Oliver Wendell Holmes
In a key sentence Oliver Wendell Holmes expresses, “the prophecies of what the courts will do in fact and nothing more pretentious, are what I mean by the law”. According to the Holmes, what the law is, if we takes the point of view of a bad man that means, the point of view of the person who wants to know not some abstract principle or verbal rule, but what likely to happen to him if he does one thing rather than another.
Edgar Boden Heimer
Citing the statement of Holmes, Edgar Boden Heimer points, Holmes regarded law largely as a body of edicts represents the will of the dominant interests in society, backed by force. Holmes famous remark is that, “the life of law has not been logic, it has been experience.” A law should expresses as general, must apply more than one case. A law must expresses in words and words will ‘open-textured’.
Sir William Blackstone
Sir William Blackstone thought that, anything properly thought of as human law is in accordance with the law of nature, which dedicates by God and “is binding over all the globe, in all countries and at all times”.

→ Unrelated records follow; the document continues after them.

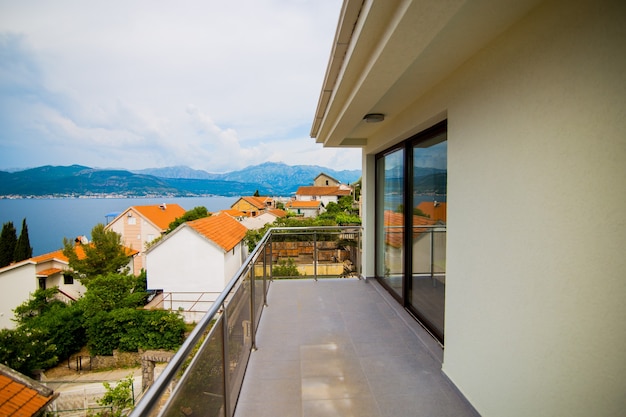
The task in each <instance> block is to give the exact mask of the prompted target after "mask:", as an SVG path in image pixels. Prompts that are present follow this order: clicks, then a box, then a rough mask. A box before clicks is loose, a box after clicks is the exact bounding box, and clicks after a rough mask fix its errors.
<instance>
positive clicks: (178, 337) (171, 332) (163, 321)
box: [79, 272, 185, 355]
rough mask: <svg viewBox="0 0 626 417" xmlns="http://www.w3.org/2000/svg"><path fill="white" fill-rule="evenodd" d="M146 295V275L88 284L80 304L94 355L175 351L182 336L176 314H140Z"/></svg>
mask: <svg viewBox="0 0 626 417" xmlns="http://www.w3.org/2000/svg"><path fill="white" fill-rule="evenodd" d="M147 296H148V293H147V292H146V275H145V272H144V273H142V275H140V276H138V277H135V276H132V275H123V274H108V275H105V276H99V277H97V278H95V279H93V280H92V281H90V282H89V285H88V286H87V292H86V293H85V296H84V297H83V298H81V299H80V300H79V303H80V305H81V306H82V310H83V312H84V315H85V328H86V334H87V347H88V348H89V351H90V352H91V353H92V354H94V355H111V354H112V353H113V350H114V349H119V350H122V351H127V352H136V351H137V350H138V349H176V348H178V347H179V346H180V344H181V343H182V340H183V336H184V332H185V324H184V321H183V319H182V318H181V317H180V316H179V315H177V314H176V313H170V312H167V311H162V310H143V309H141V307H143V305H144V304H145V301H146V298H147Z"/></svg>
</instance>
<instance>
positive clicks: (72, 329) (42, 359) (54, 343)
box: [11, 287, 85, 371]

For any particular layperson, the law, with respect to any particular set of facts, is a decision of a Court with respect to those facts so far as that decision affects that particular person. Until a Court passes on those facts no law on that subject yet existences. Prior to such a decision, the law available in the opinion of Lawyers relates that person and to those facts. Such opinion not considers actually a law but only a guess as to what a Court decides. Law, then, as to any given situation, marks either – a) Actual law, i.e. a specific past decision, as to that situation; or b) Probable law, i.e. a guess as to a specific future decision.